Interesting. I heard he DNF'd at the runoffs, wonder if it was engine failure.

Hamza734

Pumping dynamics are in play at all engine speeds. As you correctly pointed out, the effects are reduced at higher RPM's. However, each rotor turns at 1/3 engine speed. Consequently, even at 9000 RPM's the rotor is only turning at 3K. At these speeds, pumping dynamics are still critical....

Computing the absolute dynamics of the intake charge vs the exhaust WOULD be damn near impossible. However, one can still quantitavely say overlap matters. Why? Because the driving force to suck in the intake charge is vacuum. The longer the exhaust stroke continues into the intake stroke, the greater the vacuum. Given ports of equal size, the one with the greater vacuum (the one with the most overlap) will suck in the most intake charge. It'll also be the most efficient, as pumping losses will be less.
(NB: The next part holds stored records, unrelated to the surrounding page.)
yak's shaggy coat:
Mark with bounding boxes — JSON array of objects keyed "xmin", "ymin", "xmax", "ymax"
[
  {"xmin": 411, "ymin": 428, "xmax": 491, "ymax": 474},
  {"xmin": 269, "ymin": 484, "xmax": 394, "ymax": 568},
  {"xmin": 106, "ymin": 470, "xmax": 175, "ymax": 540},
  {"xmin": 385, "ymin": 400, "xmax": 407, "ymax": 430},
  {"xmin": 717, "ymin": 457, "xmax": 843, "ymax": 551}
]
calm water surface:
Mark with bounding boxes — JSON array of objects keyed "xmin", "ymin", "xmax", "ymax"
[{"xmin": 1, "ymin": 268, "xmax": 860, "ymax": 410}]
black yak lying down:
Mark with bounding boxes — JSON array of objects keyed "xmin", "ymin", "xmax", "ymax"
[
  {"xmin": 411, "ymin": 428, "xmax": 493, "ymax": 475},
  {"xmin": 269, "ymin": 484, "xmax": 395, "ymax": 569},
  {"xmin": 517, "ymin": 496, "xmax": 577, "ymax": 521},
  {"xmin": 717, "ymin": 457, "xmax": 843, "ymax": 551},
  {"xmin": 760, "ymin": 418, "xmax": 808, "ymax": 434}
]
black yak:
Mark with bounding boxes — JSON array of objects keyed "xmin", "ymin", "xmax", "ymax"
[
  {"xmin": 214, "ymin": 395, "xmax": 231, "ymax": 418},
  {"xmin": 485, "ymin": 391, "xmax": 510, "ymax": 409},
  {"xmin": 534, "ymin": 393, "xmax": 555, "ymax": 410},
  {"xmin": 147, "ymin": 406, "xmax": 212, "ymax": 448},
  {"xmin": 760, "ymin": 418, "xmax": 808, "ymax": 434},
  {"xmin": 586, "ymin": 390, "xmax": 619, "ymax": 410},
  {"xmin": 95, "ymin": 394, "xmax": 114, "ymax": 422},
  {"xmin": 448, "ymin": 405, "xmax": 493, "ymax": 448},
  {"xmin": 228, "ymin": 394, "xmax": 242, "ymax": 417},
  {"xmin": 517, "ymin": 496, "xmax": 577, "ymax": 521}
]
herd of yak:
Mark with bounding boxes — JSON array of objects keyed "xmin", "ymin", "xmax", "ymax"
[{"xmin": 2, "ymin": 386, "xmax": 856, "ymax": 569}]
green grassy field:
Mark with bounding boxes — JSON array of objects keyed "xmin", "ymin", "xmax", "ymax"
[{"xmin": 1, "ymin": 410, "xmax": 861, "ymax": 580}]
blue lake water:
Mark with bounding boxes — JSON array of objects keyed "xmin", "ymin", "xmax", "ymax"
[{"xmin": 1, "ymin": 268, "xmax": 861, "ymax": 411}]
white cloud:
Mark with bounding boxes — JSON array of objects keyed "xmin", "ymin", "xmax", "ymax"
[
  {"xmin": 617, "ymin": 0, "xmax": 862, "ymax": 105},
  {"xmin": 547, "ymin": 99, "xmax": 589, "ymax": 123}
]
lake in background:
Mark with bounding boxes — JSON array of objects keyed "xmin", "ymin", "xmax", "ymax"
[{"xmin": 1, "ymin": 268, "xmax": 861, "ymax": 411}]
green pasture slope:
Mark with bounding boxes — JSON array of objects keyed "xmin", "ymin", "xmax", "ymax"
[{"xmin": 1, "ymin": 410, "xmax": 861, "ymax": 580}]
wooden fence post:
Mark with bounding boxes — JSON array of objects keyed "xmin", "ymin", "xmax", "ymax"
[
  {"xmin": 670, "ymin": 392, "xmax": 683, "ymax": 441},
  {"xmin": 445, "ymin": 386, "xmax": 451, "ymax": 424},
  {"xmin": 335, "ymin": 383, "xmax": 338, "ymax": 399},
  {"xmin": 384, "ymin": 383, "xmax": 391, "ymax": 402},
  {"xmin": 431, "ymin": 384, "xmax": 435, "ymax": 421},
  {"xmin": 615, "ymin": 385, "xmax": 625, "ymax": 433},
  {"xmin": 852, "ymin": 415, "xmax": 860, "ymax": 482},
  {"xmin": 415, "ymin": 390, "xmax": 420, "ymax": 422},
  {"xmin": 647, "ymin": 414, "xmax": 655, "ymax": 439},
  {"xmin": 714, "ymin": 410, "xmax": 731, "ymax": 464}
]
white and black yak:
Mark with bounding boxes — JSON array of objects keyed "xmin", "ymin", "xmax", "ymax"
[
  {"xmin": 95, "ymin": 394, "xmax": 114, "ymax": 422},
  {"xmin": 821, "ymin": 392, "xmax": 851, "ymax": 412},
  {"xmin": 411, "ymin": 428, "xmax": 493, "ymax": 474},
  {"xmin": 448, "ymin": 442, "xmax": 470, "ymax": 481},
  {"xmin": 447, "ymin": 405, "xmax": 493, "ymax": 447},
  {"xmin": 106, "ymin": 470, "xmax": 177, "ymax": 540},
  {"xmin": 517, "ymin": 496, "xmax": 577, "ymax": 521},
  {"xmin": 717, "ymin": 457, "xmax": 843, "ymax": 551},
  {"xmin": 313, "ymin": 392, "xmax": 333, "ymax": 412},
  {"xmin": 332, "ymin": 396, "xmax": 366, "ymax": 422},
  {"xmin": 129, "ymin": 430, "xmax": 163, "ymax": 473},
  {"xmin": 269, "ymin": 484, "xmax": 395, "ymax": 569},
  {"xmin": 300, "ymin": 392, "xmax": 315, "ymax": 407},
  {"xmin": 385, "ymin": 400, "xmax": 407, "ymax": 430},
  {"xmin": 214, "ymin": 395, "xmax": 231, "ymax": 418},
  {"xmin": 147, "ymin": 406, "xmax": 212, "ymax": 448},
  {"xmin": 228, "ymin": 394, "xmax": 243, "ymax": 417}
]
In a sense the point is moot for rotaries. Since all but the mildest porting increases overlap it'll be impossible to consider whether overlap is responsible or port size. I would argue both, with port size being a bit more important.

Cheers,

Hakan

Hamza734

I would say that has more to do with the manner of driving then the porting. All highly tuned race engines are hand grenades by nature. Plus, I'd be willing to bet the house that a car with a 3lb flywheel will be overrevved more then a few times.